Washington.- Por tercer día consecutivo, los republicanos dejaron vacía la silla del presidente de la Cámara de Representantes de Estados Unidos, ya que el líder del partido, Kevin McCarthy, fracasó una y otra vez en una agotadora serie de votaciones en obtener suficientes votos del Partido Republicano para conseguir la presidencia de la cámara.
La presión aumentaba a medida que McCarthy perdía la séptima, octava, novena, décima y undécima rondas de votación, superando la cifra que se necesitó la última vez que esto ocurrió, hace 100 años. Para la noche, a pesar de las protestas de los demócratas, los republicanos aprobaron levantar la sesión y regresar el viernes para volverlo a intentar.

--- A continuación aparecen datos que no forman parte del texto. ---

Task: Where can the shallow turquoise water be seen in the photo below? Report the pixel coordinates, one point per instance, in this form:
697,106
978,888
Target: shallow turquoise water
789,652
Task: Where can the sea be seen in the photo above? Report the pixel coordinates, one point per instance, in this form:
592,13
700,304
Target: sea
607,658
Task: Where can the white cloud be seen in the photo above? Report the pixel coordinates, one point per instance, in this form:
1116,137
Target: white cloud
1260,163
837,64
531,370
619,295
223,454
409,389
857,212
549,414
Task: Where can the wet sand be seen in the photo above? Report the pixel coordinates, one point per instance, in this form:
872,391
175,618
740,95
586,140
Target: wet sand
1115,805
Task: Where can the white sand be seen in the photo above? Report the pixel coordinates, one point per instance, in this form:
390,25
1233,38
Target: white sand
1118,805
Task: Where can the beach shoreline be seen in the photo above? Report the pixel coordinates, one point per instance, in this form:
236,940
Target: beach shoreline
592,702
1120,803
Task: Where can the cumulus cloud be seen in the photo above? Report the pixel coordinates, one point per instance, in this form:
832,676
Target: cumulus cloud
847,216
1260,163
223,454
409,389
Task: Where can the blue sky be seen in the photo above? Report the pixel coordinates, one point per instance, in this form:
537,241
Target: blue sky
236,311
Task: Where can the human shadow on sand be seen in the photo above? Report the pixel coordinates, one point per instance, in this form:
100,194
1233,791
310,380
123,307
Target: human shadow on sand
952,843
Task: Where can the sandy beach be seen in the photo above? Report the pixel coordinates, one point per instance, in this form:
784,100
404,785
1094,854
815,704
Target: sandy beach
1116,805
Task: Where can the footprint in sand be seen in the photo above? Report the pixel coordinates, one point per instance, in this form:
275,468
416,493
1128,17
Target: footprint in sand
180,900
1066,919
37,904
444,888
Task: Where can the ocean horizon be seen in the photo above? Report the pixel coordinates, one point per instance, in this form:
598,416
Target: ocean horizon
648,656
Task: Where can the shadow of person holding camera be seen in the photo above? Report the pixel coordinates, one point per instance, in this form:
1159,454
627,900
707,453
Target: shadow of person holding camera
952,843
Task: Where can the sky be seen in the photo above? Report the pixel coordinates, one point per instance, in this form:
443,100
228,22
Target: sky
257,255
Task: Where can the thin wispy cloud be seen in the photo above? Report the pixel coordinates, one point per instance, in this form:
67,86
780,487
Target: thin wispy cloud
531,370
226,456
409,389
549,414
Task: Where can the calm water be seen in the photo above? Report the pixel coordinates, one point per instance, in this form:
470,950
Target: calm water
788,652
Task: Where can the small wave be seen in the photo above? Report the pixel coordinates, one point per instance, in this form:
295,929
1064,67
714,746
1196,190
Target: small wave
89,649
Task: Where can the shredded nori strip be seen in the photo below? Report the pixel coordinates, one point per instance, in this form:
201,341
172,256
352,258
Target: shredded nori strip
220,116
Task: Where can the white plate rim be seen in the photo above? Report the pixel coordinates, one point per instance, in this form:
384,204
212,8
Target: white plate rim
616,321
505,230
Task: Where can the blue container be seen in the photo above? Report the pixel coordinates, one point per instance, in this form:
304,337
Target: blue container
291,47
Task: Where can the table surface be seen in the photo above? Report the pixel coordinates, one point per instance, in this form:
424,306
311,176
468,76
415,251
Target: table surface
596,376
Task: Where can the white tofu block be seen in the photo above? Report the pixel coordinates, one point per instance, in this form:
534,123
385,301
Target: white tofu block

Pero con sus partidarios y enemigos en un punto muerto, los sentimientos de aburrimiento y desesperación parecían cada vez más evidentes y sin un final a la vista. Un crítico de McCarthy, el representante Matt Gaetz, de Florida, incluso votó por Donald Trump, una señal simbólica pero evidente de las divisiones sobre el futuro del Partido Republicano.
Los opositores, liderados por el Freedom Caucus, buscan reducir el poder de la presidencia de la Cámara de Representantes y dar más influencia a los legisladores de base.